Abstract: Brain tumor segmentation plays a crucial role in the diagnosis and treatment planning of brain tumors. In recent years, deep learning techniques have shown remarkable success in medical image segmentation tasks. In this study, we propose the use of three deep learning architectures, namely ResNet, U-Net, and ResUNet, for brain tumor segmentation. ResNet is a popular deep residual network known for its ability to capture complex image features. U-Net is a widely used architecture for biomedical image segmentation, known for its effective encoding-decoding structure. ResUNet is a hybrid architecture that combines the advantages of ResNet and U-Net. We evaluate the performance of these architectures on a publicly available brain tumor segmentation dataset. The dataset consists of magnetic resonance imaging (MRI) scans of brain tumors, with annotated tumor regions.
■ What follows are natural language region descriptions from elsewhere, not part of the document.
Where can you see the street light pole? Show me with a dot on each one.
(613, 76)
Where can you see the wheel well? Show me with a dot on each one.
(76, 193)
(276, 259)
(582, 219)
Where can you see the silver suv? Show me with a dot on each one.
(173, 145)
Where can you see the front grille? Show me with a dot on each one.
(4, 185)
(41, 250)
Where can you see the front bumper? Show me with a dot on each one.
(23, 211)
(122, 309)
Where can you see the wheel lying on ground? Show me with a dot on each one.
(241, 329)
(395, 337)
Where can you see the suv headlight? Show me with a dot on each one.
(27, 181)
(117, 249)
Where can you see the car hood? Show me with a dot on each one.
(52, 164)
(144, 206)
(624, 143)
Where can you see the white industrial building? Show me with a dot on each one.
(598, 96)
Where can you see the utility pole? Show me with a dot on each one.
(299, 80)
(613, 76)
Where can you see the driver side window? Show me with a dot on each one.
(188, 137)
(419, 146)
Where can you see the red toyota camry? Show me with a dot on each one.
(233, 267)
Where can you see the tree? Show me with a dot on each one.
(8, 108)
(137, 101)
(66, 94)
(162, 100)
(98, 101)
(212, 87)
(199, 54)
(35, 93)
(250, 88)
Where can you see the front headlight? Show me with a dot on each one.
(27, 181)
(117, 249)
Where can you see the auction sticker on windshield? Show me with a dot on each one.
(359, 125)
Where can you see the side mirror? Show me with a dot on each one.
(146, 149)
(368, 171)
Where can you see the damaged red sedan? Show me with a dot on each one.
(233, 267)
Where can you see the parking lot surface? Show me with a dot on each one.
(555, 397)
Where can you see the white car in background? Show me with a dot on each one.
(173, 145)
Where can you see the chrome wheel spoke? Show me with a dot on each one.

We preprocess the data and train the models using a combination of loss functions and optimization algorithms. We compare the segmentation results of ResNet, U-Net, and ResUNet in terms of accuracy, sensitivity, specificity, and Dice coefficient. The experimental results demonstrate the effectiveness of deep learning models in segmenting brain tumors. The ResNet architecture achieves high accuracy in capturing fine details and subtle tumor boundaries. The U-Net architecture effectively captures contextual information and produces accurate tumor segmentations. The ResUNet architecture combines the strengths of both ResNet and U-Net, achieving improved segmentation performance.

Keywords: Deep Learning, Brain Tumor Segmentation, ResNet, U-Net, ResUNet, Magnetic Resonance Imaging (MRI).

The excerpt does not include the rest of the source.